You listen with your eyes open, tell yourself all is well, then, motionless, fall back into sleep. Your daughter is home.
Years ago, when she was in high school, you waited up for her and scrutinized the hour of her safe return, the stale smell of cigarette smoke embedded in the fibers of her sweater. Years before that, you stretched out beside her sweet-smelling body, her freshly shampooed hair spread across the pillow. You read stories together. Before you left the room, you arranged her menagerie of stuffed animals around her and ushered her into dreams of adventure in imaginary lands.
Now, though she still calls this place home, she lives most of the year in another city two time zones away. You no longer mentally tuck her up every night before you lock the doors and retire. You gave that up after her first year away.
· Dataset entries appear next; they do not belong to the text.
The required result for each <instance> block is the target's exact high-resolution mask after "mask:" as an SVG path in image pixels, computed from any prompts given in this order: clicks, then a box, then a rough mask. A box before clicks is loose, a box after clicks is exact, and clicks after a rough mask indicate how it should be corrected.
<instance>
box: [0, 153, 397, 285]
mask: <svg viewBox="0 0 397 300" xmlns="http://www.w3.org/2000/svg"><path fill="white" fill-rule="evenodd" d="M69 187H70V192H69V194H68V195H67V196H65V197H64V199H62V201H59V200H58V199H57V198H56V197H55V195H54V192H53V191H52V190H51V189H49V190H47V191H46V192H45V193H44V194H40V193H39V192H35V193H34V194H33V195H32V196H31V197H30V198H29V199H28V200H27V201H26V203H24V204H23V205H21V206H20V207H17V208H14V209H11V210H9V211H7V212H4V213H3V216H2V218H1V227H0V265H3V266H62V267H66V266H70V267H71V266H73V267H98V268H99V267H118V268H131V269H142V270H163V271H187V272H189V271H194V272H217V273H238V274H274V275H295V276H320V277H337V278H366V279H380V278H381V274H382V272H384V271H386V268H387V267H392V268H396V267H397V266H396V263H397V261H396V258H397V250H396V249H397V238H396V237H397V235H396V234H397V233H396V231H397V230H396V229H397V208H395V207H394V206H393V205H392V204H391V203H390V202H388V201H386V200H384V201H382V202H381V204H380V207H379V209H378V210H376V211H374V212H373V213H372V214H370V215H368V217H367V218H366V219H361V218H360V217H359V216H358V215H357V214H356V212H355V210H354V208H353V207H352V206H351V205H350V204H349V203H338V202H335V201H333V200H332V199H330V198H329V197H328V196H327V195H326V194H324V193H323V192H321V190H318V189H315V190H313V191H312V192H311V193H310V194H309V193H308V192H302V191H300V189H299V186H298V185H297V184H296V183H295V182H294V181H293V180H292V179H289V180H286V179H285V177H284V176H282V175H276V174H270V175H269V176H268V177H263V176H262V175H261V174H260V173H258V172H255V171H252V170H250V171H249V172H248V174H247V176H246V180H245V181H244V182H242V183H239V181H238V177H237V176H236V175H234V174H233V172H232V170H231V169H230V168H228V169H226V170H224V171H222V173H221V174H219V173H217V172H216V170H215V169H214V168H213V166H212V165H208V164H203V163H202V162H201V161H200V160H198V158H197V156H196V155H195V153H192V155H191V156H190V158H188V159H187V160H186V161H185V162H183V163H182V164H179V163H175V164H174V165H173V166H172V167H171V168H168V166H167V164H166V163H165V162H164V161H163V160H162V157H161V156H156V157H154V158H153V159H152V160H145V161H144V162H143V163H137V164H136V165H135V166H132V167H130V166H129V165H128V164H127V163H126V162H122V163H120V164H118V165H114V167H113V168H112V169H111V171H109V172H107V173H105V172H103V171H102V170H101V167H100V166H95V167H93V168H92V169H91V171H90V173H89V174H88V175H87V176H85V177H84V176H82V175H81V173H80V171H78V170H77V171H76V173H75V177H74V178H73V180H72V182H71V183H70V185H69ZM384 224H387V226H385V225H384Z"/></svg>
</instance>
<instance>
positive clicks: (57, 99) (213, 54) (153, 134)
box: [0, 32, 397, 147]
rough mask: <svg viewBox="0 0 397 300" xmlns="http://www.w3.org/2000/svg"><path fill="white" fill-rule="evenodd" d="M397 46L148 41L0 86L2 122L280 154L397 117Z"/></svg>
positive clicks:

It is interesting that as she has moved farther away, your life together has become more and more circumscribed by home. When she is here, she cooks and you sit at the counter, reading the paper. You swap stories. You color each other's hair. You trade clothes. You watch your favorite soap opera, hooting over the bad lines, predicting what will happen tomorrow. She nests in the corner of the living room in the big, plum-colored chair, reading, for an entire afternoon. You turn on the lamp when the sun sinks behind the mountains.
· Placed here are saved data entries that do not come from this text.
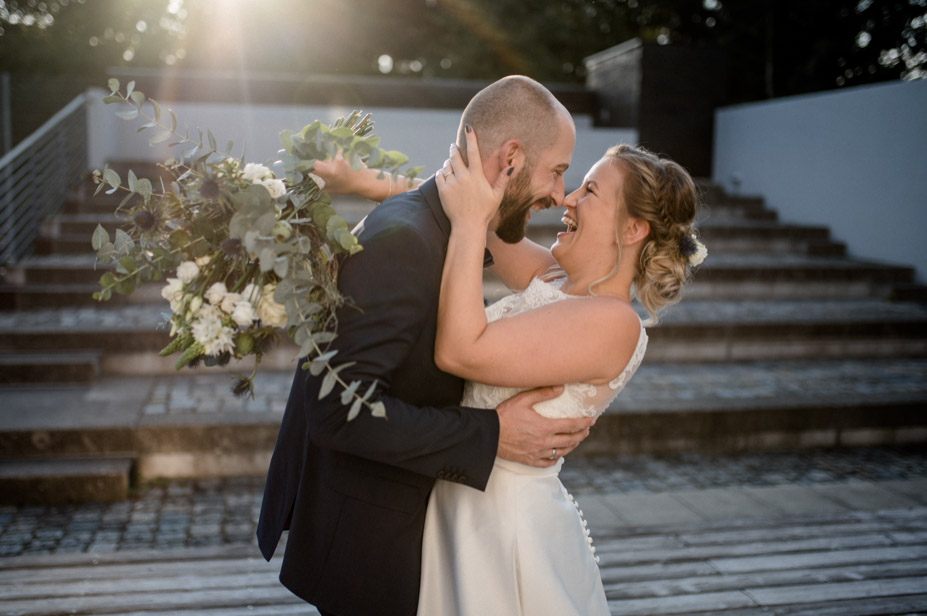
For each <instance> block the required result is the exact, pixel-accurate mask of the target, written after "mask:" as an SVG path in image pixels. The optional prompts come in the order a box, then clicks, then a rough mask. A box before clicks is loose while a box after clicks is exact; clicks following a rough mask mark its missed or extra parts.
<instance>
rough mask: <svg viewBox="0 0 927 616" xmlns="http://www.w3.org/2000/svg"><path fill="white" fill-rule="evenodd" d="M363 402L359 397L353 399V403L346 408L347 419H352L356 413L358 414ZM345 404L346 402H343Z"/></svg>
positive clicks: (356, 414) (351, 420) (362, 400)
mask: <svg viewBox="0 0 927 616" xmlns="http://www.w3.org/2000/svg"><path fill="white" fill-rule="evenodd" d="M363 403H364V401H363V400H361V399H360V398H356V399H355V400H354V404H352V405H351V408H350V410H348V421H352V420H353V419H354V418H356V417H357V416H358V415H360V407H361V405H362V404H363ZM345 404H347V402H345Z"/></svg>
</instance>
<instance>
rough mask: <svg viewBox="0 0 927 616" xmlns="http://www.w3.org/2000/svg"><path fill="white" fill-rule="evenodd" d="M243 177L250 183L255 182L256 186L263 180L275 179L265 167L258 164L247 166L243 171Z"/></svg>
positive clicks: (272, 175) (270, 172) (252, 164)
mask: <svg viewBox="0 0 927 616" xmlns="http://www.w3.org/2000/svg"><path fill="white" fill-rule="evenodd" d="M241 175H242V177H243V178H244V179H246V180H247V181H249V182H254V183H255V184H256V183H258V182H260V181H261V180H265V179H267V178H270V177H273V174H272V173H271V172H270V169H268V168H267V167H266V166H264V165H259V164H257V163H248V164H247V165H245V168H244V170H243V171H242V174H241Z"/></svg>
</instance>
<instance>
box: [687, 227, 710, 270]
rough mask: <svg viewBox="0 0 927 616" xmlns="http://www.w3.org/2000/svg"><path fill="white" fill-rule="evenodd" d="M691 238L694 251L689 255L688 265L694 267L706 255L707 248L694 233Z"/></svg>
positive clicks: (703, 259) (700, 263) (700, 260)
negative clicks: (694, 235)
mask: <svg viewBox="0 0 927 616" xmlns="http://www.w3.org/2000/svg"><path fill="white" fill-rule="evenodd" d="M692 240H693V241H694V242H695V252H694V253H693V254H692V255H691V256H690V257H689V265H691V266H692V267H695V266H697V265H701V264H702V261H704V260H705V257H707V256H708V248H706V247H705V244H703V243H701V242H700V241H698V240H697V239H696V238H695V236H694V235H693V236H692Z"/></svg>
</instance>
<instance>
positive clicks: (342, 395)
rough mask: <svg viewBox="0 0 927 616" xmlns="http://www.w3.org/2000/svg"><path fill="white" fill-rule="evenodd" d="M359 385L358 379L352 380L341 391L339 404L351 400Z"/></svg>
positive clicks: (349, 401) (345, 402)
mask: <svg viewBox="0 0 927 616" xmlns="http://www.w3.org/2000/svg"><path fill="white" fill-rule="evenodd" d="M358 387H360V381H354V382H353V383H351V384H350V385H349V386H348V387H346V388H345V390H344V391H343V392H341V404H347V403H348V402H350V401H351V398H353V397H354V393H355V392H356V391H357V388H358Z"/></svg>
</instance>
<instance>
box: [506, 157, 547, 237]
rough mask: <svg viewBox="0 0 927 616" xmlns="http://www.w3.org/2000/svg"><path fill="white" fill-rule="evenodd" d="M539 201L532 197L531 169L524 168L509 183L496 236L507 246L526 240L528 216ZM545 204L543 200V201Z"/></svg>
mask: <svg viewBox="0 0 927 616" xmlns="http://www.w3.org/2000/svg"><path fill="white" fill-rule="evenodd" d="M536 202H538V200H536V199H534V198H533V197H532V196H531V169H529V168H527V167H526V168H524V169H522V170H521V171H520V172H519V173H518V175H516V176H515V177H514V178H512V180H511V181H510V182H509V185H508V186H507V187H506V189H505V194H504V195H503V196H502V203H500V204H499V226H498V227H496V235H498V236H499V239H500V240H502V241H503V242H505V243H507V244H517V243H518V242H520V241H522V240H523V239H525V229H526V227H527V225H528V218H527V216H526V214H527V213H528V210H530V209H531V206H532V205H534V204H535V203H536ZM541 202H543V200H541Z"/></svg>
Beneath this roof, you have weathered quick-tempered attacks on one another, followed by long bouts of silence, boredom, monotony. As a teenager, she found ways to be anywhere but here, for as many hours as she could.
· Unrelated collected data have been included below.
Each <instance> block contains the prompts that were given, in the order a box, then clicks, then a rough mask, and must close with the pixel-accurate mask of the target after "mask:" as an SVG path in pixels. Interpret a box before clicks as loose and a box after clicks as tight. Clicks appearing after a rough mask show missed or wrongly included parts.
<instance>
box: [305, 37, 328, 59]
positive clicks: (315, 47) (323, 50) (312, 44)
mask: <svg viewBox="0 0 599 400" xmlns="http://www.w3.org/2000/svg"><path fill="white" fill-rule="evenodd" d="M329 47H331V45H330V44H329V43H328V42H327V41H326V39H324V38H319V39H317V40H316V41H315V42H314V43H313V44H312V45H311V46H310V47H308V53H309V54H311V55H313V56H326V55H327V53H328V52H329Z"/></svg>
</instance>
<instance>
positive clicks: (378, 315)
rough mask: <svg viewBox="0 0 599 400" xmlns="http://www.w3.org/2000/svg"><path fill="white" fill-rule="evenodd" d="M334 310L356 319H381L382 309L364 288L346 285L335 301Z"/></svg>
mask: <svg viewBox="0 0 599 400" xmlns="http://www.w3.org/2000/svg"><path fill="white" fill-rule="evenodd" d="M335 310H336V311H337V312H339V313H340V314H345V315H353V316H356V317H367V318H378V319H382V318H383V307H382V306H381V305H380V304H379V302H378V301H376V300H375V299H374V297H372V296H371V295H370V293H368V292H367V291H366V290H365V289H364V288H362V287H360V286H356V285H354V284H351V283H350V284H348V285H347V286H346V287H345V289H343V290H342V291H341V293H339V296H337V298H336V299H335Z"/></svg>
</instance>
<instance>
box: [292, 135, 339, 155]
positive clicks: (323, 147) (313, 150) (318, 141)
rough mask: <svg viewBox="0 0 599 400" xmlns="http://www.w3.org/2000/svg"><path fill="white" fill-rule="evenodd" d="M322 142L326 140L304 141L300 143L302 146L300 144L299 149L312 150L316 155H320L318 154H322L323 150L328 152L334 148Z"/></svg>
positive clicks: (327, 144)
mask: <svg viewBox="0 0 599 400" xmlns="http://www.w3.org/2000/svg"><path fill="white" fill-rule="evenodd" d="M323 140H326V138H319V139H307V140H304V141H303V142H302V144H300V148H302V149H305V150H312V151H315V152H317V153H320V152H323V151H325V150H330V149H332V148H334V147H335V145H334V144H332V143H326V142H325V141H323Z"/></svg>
Now, you are contented housemates, but only in brief spurts.
Yesterday, you waded through piles of clothes, held her pack upright while she stuffed it with the bare necessities. Then you sent her off to a time zone so far across the world, you don't even know what day it is there. She's off on an adventure to India, Nepal and Tibet -- places as imaginary to you as the Land of Oz.
You manage not to put a damper on things, though your throat is tight. You know that if you try to say anything meaningful, you will fail. You smile and wave. You tell her to have a great time. You do not cry.
You tell yourself this experience will only solidify her connection with home, but you know it will not. You will not hear the door open in the middle of the night for many months. You will stop listening for it after a few days.
You know that she will come home again, but you also know she has taken one more step toward finding her own place in the world. She has a full and complete life you know nothing about.
That's the way growing up sounds.
To the readers:
This piece was written when my daughter, now 24, was 20 years old, a junior in college. In the time between then and now, you have allowed me to talk in this column about everything from restless hair and grocery shopping to blood sports, racism, radio, soap operas, birth, death, friendship, marriage, divorce, sickness, health -- the list goes on and on. At its heart, though, Domestic Bliss has always been about growing up -- how we get from there to here and all the miraculous (and mundane) memories we collect along the way.
Because of a reorganization of the Classified section of the Independent, Domestic Bliss will no longer appear in this space, at least not for a while. For your kind and generous readership over the years, warmest thanks.